Husband (Prolog)

78 0 101
                                    

Pernikahan.

Apa yang kalian pikirkan jika mendengar satu kata itu?

Sepasang insan yang saling mencintai.

Hidup bersama.

Menjalani setiap waktu berdua dan... baiklah, masih banyak lagi hal-hal menyenangkan yang bisa dilakukan dengan adanya pernikahan itu.

Mungkin banyak sekali orang-orang yang memikirkan hal-hal positif saat membicarakan tentang pernikahan.
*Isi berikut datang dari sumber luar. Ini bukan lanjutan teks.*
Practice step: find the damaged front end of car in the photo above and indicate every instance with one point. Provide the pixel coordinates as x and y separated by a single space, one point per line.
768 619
Tapi bagaimana jadinya saat sebuah pernikahan justru menjadi sebuah bencana bagi seseorang yang akan masuk ke dalam lingkup pernikahan itu sendiri?

Tidak ada cinta.

Tidak ada pikiran untuk hidup bersama.

Apalagi.. menjalani setiap waktu berdua.

Sungguh, Shin Jae Yeon benar-benar ingin mengutuk dirinya sendiri mengapa Ia harus mengalami hal menjijikan semacam ini.

"Aku tidak mau menikah!"

Suara wanita dua puluh lima tahunan itu terdengar tegas, menggema ke seluruh sudut ruangan bercat cokelat metalik yang menjadi kamarnya. Surai hitam sebahunya, jaket kulit yang melapisi thank top berwarna putih serta rok mini berbahan jeans tampak membalut tubuh tinggi semampainya. Ia juga mengenakan sepasang high heels berwarna hitam pekat, seperti Ia sudah siap untuk pergi ke suatu tempat malam ini.

Sementara itu, seorang wanita dan lelaki paruh baya yang saat ini berdiri di hadapannya tampak menanggapi seruannya tadi dengan senyuman tipis yang terkesan meremehkan.

"Ya! Shin Jae Yeon ."wanita yang berstatus sebagai Ibu kandung Jae Yeon itu tampak menghisap ujung sebatang rokok yang terselip diantara jari-jari lentiknya, Ia kemudian maju dua langkah ke hadapan Jae Yeon dan meniupkan asap rokok di mulutnya ke wajah Jae Yeon , membuat Jae Yeon langsung melayangkan tatapan menusuk padanya. "Sekuat apapun kau menolak, kau tidak bisa menghindari pernikahan ini. Kurasa kau tahu soal itu."

Rahang Jae Yeon mengeras. "Bisakah kau menjauhkan benda terkutuk itu dariku?"ujarnya dengan nada penuh penekanan.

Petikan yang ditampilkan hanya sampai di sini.